Las divisiones de ingeniería y producto, según fuentes internas citadas por Bloomberg, están absorbiendo una proporción desproporcionada de los recortes. Esa concentración no es casual: son las áreas que mayor redundancia pueden presentar en un entorno donde los modelos de IA comienzan a automatizar tareas de desarrollo de software, análisis de datos y diseño de producto. Los líderes de la compañía han advertido además al personal que esta ronda de despidos podría no ser la última, aunque no se han establecido fechas ni cifras para eventuales ajustes futuros.
El contexto sectorial: Silicon Valley ajusta plantillas para financiar la carrera por la IA
Meta no actúa en el vacío. La ola de reestructuraciones que recorre el sector tecnológico responde a una tensión estructural que afecta a prácticamente todos los grandes operadores: el costo de la infraestructura necesaria para desarrollar y desplegar inteligencia artificial generativa aún no está compensado por los ingresos que esa tecnología genera. Mientras la monetización de las herramientas de IA avanza de forma gradual, el gasto en hardware, energía y talento especializado crece a ritmo exponencial. Las empresas buscan entonces liquidez en sus propias nóminas.
Oracle eliminó 30.000 posiciones para liberar hasta 10.000 millones de dólares anuales. Amazon, Microsoft y Coinbase ejecutaron también reducciones de personal significativas durante este mismo ejercicio. Google y Alphabet han optado por una reorientación de recursos más silenciosa, sin concentrar los recortes en una sola ronda. Cisco, LinkedIn y otras firmas medianas del ecosistema tecnológico han seguido trayectorias similares, justificando en todos los casos la necesidad de adaptarse a modelos de negocio basados en automatización.
Lo que diferencia a Meta en este panorama es la visibilidad y la radicalidad de su apuesta.

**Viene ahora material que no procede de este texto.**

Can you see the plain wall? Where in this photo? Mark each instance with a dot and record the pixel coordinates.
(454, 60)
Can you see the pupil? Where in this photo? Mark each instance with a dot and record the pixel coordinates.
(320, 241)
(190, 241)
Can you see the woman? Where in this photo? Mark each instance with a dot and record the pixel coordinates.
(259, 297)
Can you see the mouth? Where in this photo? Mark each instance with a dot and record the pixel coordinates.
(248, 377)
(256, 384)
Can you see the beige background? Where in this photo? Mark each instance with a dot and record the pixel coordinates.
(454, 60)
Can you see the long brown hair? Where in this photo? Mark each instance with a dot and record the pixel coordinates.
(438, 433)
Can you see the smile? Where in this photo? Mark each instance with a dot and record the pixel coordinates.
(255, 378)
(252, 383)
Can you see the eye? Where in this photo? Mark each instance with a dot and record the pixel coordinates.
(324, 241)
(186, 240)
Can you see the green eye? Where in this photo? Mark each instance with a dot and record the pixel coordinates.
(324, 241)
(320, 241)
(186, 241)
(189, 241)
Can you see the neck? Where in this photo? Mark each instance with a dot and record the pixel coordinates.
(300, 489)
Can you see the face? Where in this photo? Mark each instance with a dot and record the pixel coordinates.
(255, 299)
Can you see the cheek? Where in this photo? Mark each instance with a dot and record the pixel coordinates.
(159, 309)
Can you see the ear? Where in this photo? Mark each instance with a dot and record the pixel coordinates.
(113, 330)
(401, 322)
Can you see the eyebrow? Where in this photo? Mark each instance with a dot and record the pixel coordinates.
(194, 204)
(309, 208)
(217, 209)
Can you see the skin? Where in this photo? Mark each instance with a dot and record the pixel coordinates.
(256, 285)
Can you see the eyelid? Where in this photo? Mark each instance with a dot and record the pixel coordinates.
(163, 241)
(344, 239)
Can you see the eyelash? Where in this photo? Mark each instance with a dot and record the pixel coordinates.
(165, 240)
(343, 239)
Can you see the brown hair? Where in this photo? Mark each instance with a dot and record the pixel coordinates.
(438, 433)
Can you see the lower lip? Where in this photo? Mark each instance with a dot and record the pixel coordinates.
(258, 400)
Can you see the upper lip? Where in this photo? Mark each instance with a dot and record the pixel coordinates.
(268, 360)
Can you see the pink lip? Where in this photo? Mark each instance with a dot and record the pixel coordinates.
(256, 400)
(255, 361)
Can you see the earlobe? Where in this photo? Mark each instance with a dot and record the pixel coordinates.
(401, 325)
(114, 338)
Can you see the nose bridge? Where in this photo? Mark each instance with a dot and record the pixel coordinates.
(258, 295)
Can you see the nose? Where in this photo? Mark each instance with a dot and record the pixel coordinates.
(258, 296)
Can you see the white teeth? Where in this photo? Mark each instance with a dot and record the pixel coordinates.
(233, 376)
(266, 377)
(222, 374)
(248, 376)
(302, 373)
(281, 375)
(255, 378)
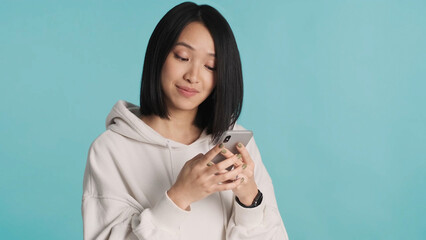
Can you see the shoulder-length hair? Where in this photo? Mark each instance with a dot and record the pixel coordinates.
(222, 108)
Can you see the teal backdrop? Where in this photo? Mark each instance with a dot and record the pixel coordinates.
(334, 92)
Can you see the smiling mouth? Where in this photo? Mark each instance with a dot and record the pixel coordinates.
(186, 91)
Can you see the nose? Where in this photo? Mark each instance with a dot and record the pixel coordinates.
(191, 75)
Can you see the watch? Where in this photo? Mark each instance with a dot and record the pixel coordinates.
(256, 201)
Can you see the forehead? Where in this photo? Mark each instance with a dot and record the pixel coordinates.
(198, 37)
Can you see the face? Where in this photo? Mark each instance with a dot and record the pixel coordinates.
(188, 74)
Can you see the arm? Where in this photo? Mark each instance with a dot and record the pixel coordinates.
(264, 221)
(109, 212)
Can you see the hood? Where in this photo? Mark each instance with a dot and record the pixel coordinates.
(124, 119)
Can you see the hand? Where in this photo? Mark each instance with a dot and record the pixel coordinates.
(246, 191)
(199, 178)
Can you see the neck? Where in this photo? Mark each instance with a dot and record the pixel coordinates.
(179, 127)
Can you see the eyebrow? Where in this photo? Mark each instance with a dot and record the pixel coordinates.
(192, 48)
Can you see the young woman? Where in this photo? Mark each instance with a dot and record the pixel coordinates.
(150, 175)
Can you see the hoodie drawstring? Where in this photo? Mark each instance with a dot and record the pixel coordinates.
(171, 162)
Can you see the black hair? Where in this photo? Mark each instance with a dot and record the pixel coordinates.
(221, 109)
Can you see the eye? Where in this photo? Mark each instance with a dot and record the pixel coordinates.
(180, 58)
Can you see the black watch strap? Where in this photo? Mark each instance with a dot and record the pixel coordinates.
(256, 201)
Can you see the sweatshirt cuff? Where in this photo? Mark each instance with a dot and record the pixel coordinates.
(248, 217)
(167, 215)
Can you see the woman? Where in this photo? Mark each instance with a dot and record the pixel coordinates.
(150, 174)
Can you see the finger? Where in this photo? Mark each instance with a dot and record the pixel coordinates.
(221, 166)
(243, 151)
(227, 186)
(230, 175)
(212, 153)
(226, 153)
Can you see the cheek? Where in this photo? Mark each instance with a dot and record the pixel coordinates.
(169, 71)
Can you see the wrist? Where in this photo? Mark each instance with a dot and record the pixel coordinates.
(247, 199)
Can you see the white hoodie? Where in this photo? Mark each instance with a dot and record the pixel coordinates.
(129, 169)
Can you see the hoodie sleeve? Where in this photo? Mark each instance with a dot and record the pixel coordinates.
(264, 221)
(111, 214)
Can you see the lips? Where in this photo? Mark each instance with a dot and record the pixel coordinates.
(187, 91)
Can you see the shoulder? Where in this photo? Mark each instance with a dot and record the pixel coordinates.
(251, 145)
(238, 127)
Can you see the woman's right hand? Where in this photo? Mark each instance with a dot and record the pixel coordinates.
(199, 178)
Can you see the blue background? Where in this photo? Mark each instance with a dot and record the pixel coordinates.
(334, 92)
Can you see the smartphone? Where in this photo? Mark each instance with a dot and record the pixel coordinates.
(230, 139)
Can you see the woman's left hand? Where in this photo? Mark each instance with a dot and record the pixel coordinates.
(247, 190)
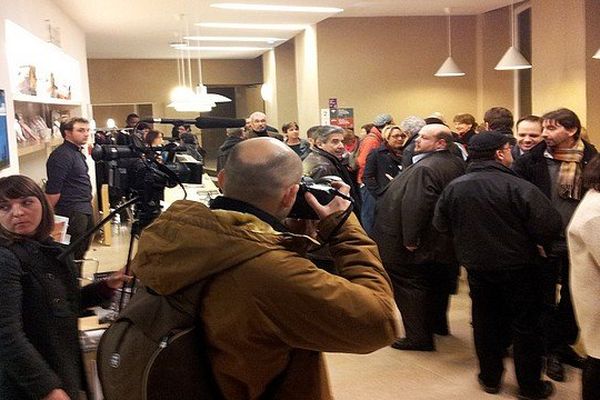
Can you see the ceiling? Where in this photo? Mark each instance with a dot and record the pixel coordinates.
(144, 28)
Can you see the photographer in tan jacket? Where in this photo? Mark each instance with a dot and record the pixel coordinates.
(268, 312)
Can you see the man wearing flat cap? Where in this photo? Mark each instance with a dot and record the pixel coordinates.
(371, 142)
(499, 224)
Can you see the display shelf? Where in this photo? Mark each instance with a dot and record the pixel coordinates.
(45, 100)
(33, 147)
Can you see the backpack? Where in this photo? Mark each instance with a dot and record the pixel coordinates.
(155, 349)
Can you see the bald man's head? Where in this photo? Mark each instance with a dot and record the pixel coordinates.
(260, 170)
(433, 137)
(258, 121)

La empresa hace explícito cada elemento de su estrategia: recorte de plantilla, cancelación de vacantes, reorganización interna y compromiso público con la automatización. Zuckerberg ha convertido la inteligencia artificial —y en particular su división Superintelligence Labs, dedicada al desarrollo de modelos avanzados— en el único prisma a través del cual la compañía toma sus decisiones relevantes.
El impacto sobre el mercado laboral y las condiciones de trabajo en la era de la IA
La reestructuración de Meta forma parte de un fenómeno más amplio que está redefiniendo la naturaleza del trabajo en el sector tecnológico. Informes recientes, como el «State of the Workplace 2026» elaborado por Productivity Lab, apuntan a que la inteligencia artificial no elimina empleo de forma directa y masiva, sino que transforma la distribución de tareas y eleva la intensidad del trabajo que permanece. La automatización acelera la ejecución de procesos y exige competencias nuevas, pero también incrementa la presión sobre los equipos supervivientes, que asumen mayores responsabilidades con estructuras más delgadas.
La expectativa de disponibilidad permanente, la compresión de los tiempos de entrega y la supervisión algorítmica del rendimiento son fenómenos documentados en empresas que han atravesado procesos similares. Los analistas advierten que, a medida que el gasto de los grandes operadores tecnológicos —los llamados «hyperscalers»— presiona los flujos de caja libres, el ajuste de plantillas podría extenderse a otras compañías del sector que aún no han anunciado movimientos de esta magnitud.
La pregunta que queda abierta, tanto para los mercados como para los reguladores y los propios trabajadores, es si la promesa de eficiencia y liderazgo tecnológico que justifica estos recortes se traducirá en productos y servicios que generen valor suficiente para sostener el modelo. Por ahora, Meta apuesta a que sí, y está dispuesta a reestructurar su organización entera para demostrarlo.